STAR IN THE DUST. Universal, 1956. John Agar, Mamie Van Doren, Richard Boone, Colleen Gray, Leif Erickson, Randy Stuart, Paul Fix, Harry Morgan, Kermit Maynard and Clint Eastwood. Screenplay by Oscar Brodney, from the novel by Lee Leighton. Produced by the redoubtable Albert Zugsmith. Directed by Charles Haas.

   A taut film from a slack novel.

   Leighton/Overholser’s book deals with twenty-four hours in the life of middle-aged Marshal Bill Worden: the last day in the life of convicted killer Ed Lake, scheduled to hang next morning. It also deals with a wide cast of characters, including:

   Worden’s daughter Ellen, who is engaged to marry

   George Ballard, who owns the biggest ranch in the valley and the local bank — and is therefore ipso facto a bad guy.

   Nan Hogan, Ballard’s ex-mistress, now married to

   Lew Hogan, a stubborn rancher who feels duty-bound to keep Lake from hanging

   Rigdon, a fire-and-brimstone preacher who feels duty-bound to hang Lake himself

   Mike MacNamara, Worden’s Deputy

   Orval Jones, janitor and would-be deputy

   Jeannie Mason, a fallen woman because of Ed Lake

plus assorted farmers, ranchers, cowhands, townsfolk and attendants to the court.

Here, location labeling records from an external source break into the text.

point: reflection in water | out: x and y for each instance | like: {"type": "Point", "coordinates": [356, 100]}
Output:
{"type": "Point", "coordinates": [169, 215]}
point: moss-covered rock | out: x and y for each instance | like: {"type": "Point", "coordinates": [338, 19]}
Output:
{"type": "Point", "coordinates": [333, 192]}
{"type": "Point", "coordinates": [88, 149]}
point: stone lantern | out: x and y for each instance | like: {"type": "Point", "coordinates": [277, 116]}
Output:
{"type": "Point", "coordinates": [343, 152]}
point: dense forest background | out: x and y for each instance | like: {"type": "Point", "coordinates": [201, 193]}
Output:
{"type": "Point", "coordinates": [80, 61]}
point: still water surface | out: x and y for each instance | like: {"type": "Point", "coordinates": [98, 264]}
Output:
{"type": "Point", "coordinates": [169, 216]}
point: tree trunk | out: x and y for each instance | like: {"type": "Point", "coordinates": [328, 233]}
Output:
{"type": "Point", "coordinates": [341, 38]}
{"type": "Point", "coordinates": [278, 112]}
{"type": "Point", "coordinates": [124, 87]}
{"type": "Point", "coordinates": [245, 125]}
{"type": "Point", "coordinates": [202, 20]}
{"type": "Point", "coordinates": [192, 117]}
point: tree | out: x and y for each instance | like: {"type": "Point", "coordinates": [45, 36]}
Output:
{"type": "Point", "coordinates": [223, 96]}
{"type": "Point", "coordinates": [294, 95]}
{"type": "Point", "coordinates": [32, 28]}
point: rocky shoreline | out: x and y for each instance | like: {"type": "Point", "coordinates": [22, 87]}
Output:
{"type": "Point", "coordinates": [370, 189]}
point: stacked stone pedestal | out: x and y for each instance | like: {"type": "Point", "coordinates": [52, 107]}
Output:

   Leighton does a skillful job of setting all these folks at odds with each other: the ranchers out to save Lake, Ballard anxious to see that Lake doesn’t incriminate him, farmers egged on to lynching by Rigdon, Lake with his own plans for the future – and thankfully Leighton takes care to remind the reader who everyone is from time to time. He also works things to a convincing resolution, one that seems to grow from the characters themselves.

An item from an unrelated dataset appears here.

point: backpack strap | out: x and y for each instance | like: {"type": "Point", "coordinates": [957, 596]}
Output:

   The problem is that Leighton tends to tell us how they feel—repeatedly and at length — when he should just show us — and when things should be getting tense, they just get wordy. Worthy concept, weak execution.

   Oscar Brodney’s script for Star in the Dust tightens things up considerably. For one thing, it starts at dawn on the day Lake (here named “Sam Hall”) is scheduled to die at sunset. And since this is a film, the internal monologues of the book get replaced by a few lines of dialogue.

   That’s not all that gets replaced. Preacher Rigdon of the book is here a power-mad schoolteacher (I think I had him for English 101 in College) and middle-aged Marshal Bill Worden is now youngish Bill Jordan (John Agar) engaged to marry Ballard’s sister (Mamie Van Doren.)

   Best of all, nasty Ed Lake in the book is now Sam Hall, played with savage sensitivity by Richard Boone, a year before Have Gun, Will Travel and in those days a character actor to be reckoned with. I suspect Brodney knew he was writing for Boone, and wrote the part to fit him. His Sam Hall is educated, self-aware, and dangerous to know, a character at once sympathetic and frightening.

   With Boone as the lynch pin, Star in the Dust could have stopped right there, but producer Albert Zugsmith fills the movie with fine actors in choice parts. Leif Erickson radiates bluff duplicity as the scheming bad guy, slimy Robert Osterloh projects petty tyranny as the schoolmaster, while Paul Fix and James Gleason do a fine double-act as Agar’s deputy and the wanna-be janitor.

   Star in the DustEven better, Colleen Gray and Randy Stuart play off each other perfectly as the women who loved well but unwisely. Stuart in particular carries a moving rueful aspect as Erickson’s cast-off mistress, now married to Henry Morgan, as the loyal-but-not-bright Lew Hogan (Years later, Stuart also played Morgan’s wife in the 1960s Dragnet teleseries.)

   Best of all, Star in the Dust moves in a way the novel never did, filling eighty minutes with action under the fast-paced direction of Charles Haas.

   And by the way, in his one scene, a skinny young contract player named Clint Eastwood is what is usually and charitably termed adequate.